| Summary: |
The main goal of this project is the development of a hybrid membrane/ Pressure Swing Adsorption (PSA) H2/CO2 separation process, which will be a part of a fossil fuel de-carbonization process used for the pre-combustion CO2 capture. Methane steam reforming is currently the major route for hydrogen production and will be employed as a model case. High purity hydrogen (99.99+%) is usually recovered from the reformate by using a PSA process. A typical PSA waste gas stream is not usually recycled since it has to be recompressed to the PSA feed pressure for recovering only a small fraction of the recycled hydrogen. Furthermore, it cannot be used for CO2 sequestration since it contains significant amounts of H2 and CH4. A hybrid process is expected to combine the high throughput and H2 product purity of a PSA process with the lower operating costs of a membrane process. It is expected to enhance the overall H2 recovery and provide an H2-free CO2 stream ready for capture and sequestration. To achieve this goal, the following scientific tasks have been identified:
* Generation of transport and adsorption data for H2/CO2 multicomponent mixtures for well characterized membrane and sorbent materials.
* Development and improvement of membrane and PSA separation models
* Design and optimization of membrane, PSA and hybrid separation systems using the improved models developed.

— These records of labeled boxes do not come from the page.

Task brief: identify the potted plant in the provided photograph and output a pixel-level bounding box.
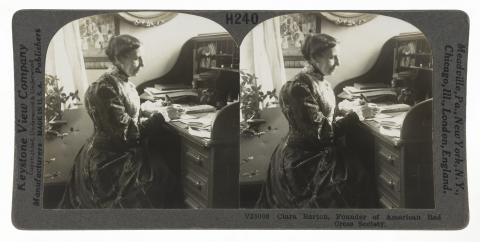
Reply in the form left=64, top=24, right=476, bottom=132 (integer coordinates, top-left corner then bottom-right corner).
left=45, top=74, right=80, bottom=132
left=240, top=71, right=277, bottom=134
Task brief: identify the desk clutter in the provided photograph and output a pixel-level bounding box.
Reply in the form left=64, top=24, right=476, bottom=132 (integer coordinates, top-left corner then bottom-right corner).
left=343, top=83, right=397, bottom=102
left=141, top=100, right=217, bottom=139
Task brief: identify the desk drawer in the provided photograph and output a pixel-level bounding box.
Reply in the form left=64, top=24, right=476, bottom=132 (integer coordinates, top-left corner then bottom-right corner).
left=380, top=194, right=400, bottom=209
left=184, top=192, right=207, bottom=209
left=375, top=141, right=401, bottom=175
left=182, top=142, right=211, bottom=177
left=377, top=170, right=402, bottom=200
left=182, top=169, right=208, bottom=201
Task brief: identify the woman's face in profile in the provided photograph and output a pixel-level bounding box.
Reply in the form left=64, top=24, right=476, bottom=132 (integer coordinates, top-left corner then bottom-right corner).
left=116, top=48, right=143, bottom=76
left=311, top=47, right=340, bottom=76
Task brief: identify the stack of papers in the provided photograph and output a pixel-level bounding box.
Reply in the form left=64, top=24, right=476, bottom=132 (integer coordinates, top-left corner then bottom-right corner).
left=177, top=113, right=216, bottom=139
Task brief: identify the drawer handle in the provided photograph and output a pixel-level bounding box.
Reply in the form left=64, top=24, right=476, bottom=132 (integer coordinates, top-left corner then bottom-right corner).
left=379, top=152, right=395, bottom=166
left=380, top=174, right=397, bottom=191
left=380, top=196, right=395, bottom=209
left=186, top=175, right=204, bottom=191
left=187, top=152, right=203, bottom=166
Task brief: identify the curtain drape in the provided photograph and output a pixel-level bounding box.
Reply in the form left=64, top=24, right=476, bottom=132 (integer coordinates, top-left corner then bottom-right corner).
left=45, top=21, right=88, bottom=107
left=240, top=18, right=286, bottom=94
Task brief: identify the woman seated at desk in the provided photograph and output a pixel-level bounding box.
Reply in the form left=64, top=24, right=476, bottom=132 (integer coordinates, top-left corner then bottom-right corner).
left=256, top=34, right=373, bottom=208
left=60, top=35, right=175, bottom=208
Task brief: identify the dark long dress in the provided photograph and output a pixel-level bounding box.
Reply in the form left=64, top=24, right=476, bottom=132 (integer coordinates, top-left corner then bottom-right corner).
left=256, top=68, right=372, bottom=208
left=60, top=68, right=173, bottom=208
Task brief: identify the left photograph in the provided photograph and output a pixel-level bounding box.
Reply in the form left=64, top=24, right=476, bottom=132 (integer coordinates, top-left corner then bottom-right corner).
left=43, top=12, right=240, bottom=209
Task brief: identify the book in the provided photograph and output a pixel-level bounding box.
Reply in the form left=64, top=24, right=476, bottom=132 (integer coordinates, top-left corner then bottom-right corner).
left=361, top=90, right=397, bottom=103
left=378, top=103, right=410, bottom=113
left=183, top=104, right=217, bottom=114
left=154, top=83, right=192, bottom=91
left=353, top=82, right=390, bottom=90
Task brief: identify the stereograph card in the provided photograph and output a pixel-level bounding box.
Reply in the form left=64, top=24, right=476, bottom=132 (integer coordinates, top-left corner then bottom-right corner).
left=12, top=10, right=469, bottom=230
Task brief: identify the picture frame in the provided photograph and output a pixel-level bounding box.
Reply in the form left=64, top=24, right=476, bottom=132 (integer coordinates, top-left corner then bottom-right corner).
left=280, top=13, right=321, bottom=68
left=78, top=14, right=120, bottom=69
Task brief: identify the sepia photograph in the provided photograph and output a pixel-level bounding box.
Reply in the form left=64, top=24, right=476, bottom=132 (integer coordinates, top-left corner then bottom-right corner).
left=239, top=12, right=435, bottom=209
left=43, top=12, right=240, bottom=209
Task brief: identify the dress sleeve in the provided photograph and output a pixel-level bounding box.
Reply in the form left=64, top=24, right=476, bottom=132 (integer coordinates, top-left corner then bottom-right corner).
left=98, top=82, right=140, bottom=144
left=291, top=82, right=333, bottom=142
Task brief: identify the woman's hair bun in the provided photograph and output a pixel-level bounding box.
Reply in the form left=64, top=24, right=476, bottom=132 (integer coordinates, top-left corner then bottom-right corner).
left=301, top=34, right=338, bottom=60
left=105, top=34, right=141, bottom=62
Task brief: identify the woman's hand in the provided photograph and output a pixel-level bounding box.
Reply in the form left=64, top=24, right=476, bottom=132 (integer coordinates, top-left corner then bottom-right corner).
left=338, top=99, right=378, bottom=120
left=353, top=103, right=378, bottom=120
left=167, top=105, right=184, bottom=120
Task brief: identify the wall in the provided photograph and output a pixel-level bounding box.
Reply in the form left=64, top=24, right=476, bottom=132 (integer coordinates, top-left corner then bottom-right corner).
left=285, top=15, right=419, bottom=88
left=87, top=14, right=225, bottom=85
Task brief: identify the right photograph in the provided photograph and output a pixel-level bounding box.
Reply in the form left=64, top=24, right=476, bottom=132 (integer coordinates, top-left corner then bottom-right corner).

* Component design for the manufacture of a lab-scale hybrid separation system prototype
* Assessment of the hybrid separation process sustainability and impact on the environment based on a life cycle analysis approach.
The following possible innovations are foreseen as an outcome of this project:
* H2 recovery improvement
* Simplification of PSA operation (reduction of steps) without loss of recovery and product purity
* Co-production of high purity H2 and CO2 streams
* Development of improved membrane and sorbent materials. |